Experts stress that these strategies — the use of portable air purifiers, filtered indoor ventilation, and restrictions on outdoor activities — aren’t always accessible. So the solution may lie outside.

A man enters a refrigeration center set up by the City of Vancouver to help people stay cool during extreme heat.
Experts suggest cities could set up shelters for smoky days, similar to refrigeration centers that help people avoid the dangers of extreme heat. (Ben Nelms/CBC)

“A lot of people, if they can’t control or keep the air in their homes clean, they need to go somewhere that has clean air,” Kassie said, using examples of community centers, malls and public libraries.
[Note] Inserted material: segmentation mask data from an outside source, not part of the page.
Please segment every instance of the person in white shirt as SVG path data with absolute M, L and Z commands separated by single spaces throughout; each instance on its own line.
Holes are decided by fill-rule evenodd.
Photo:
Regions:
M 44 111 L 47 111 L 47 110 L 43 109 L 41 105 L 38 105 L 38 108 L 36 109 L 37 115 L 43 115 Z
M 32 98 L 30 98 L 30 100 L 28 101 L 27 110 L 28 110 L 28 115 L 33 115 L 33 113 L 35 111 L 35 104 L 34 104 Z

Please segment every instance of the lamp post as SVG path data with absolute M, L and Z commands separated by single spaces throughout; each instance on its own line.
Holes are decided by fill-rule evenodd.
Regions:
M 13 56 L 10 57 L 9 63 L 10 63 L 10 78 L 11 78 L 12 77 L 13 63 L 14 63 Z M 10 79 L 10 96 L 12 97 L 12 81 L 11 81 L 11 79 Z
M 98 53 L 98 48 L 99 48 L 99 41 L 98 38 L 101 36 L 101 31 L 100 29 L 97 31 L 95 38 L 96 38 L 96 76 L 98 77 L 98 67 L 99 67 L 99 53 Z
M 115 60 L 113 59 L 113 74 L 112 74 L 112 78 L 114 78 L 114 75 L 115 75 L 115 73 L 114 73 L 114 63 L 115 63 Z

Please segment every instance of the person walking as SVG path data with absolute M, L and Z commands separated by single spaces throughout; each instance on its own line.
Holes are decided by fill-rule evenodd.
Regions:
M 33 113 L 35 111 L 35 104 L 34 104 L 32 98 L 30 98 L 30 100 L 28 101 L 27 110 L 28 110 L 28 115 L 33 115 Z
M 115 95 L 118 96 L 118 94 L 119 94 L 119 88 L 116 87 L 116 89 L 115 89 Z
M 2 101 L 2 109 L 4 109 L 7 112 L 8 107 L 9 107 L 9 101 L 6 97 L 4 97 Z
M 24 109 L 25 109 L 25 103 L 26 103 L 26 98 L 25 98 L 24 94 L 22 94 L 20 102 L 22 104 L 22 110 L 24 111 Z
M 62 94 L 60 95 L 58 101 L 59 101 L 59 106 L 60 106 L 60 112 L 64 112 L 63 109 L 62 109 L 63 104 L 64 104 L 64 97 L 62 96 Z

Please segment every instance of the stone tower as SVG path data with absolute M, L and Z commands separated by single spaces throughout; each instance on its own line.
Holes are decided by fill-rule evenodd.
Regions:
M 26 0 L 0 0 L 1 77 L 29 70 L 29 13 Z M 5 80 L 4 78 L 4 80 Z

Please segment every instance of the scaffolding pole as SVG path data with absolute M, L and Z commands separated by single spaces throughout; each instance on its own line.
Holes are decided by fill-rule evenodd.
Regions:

She points to more Health Canada Guidance for cities and counties to create these safe zones in anticipation of and during wildfires.

“Various municipalities can put up that building or such a space to invite people to come out of the smoke.”

Trust your nose

An important reminder as smoke and alert warnings are lifted for some communities, experts say, is to get some fresh air back in.

While checking the Air Quality Health Index can be a good indication of when to do it, Li says it’s still valuable to track your nose.

“I think it’s even more important to rely on your own sense or smell about the smoke,” Li said, because air quality monitoring stations aren’t always near your home.

LOOK | More on reducing the risks of wildfire smoke:

How to Eliminate Smoke from Wildfires Entering Your Home

Wildfire Smoke and Your Health: What You Need to Know | About that

Millions of people are receiving air quality advisories as wildfires overshadow large parts of Canada and the US. About That producer Lauren Bird explores how it affects your health – and what you can do to protect yourself.